Mao, who was born to Chinese parents in Canada and grew up in Michigan, landed in New York City for some 20 years, where he worked in craft fabrication (think specialized metal fabrication for restaurants). Eventually he threw himself full-time into art, packed up his life, and moved to Mexico City, where things took off in a new direction. Mao says there’s a rawness in Mexico’s aggregate culture, which he encounters on a daily basis — within the architecture, the food, and the history of things — something he never quite found in New York.

“The market in New York augments the problems of tribalism and racism,” he says. “Being gay and Chinese, I’ve always had to deal with that in my personal life, but bringing myself outside of that, I could see myself in a different way.

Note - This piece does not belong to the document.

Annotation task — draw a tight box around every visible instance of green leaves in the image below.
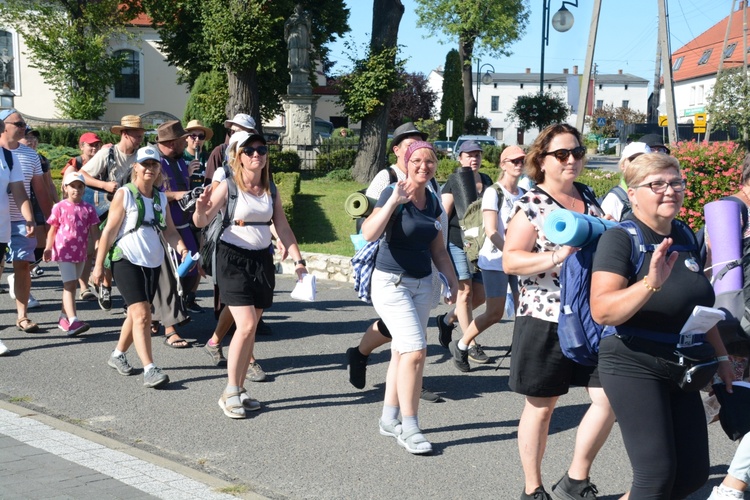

I realized that in New York, I was approaching the issues I wanted to deal with from the outside in and not the inside out.”

Artwork by Yeni Mao at Co-Lab Projects in Austin, Texas

Installation view of Yeni Mao: will you meet me by the river’s edge at Co-Lab Projects. Work: fig 31.3 stirrup, 2021, Blackened steel, leather, hardware. Photo by Ryan Davis, courtesy of Co-Lab Projects

Living outside the U.S. these past few years has allowed him to approach his work in a more personal, poetic way. At 50, Mao feels he’s found a sort of inner strength in understanding that whatever he has to say — and whatever his personal stories are — that’s the way to approach his subjects. “It’s no longer through some exterior dogmatic BS, it’s really about telling the story of how my mom was scared of snakes.”

And so, will you meet me by the river’s edge brings us to the inbetween of things. What Moody Castro calls, “this place where body of water meets body of land and bodies collide and grow and collide again.” Similar to the serpent’s energy of light and dark, says Mao: “A duality that fights against each other, but also completes our experience.”

 

Will you meet me by the river’s edge runs through December 11, 2021. Co-Lab Projects is open Saturdays from 12-6 PM, and by appointment. There will be a closing BYOB bonfire on Saturday, December 11th from 6-10 PM.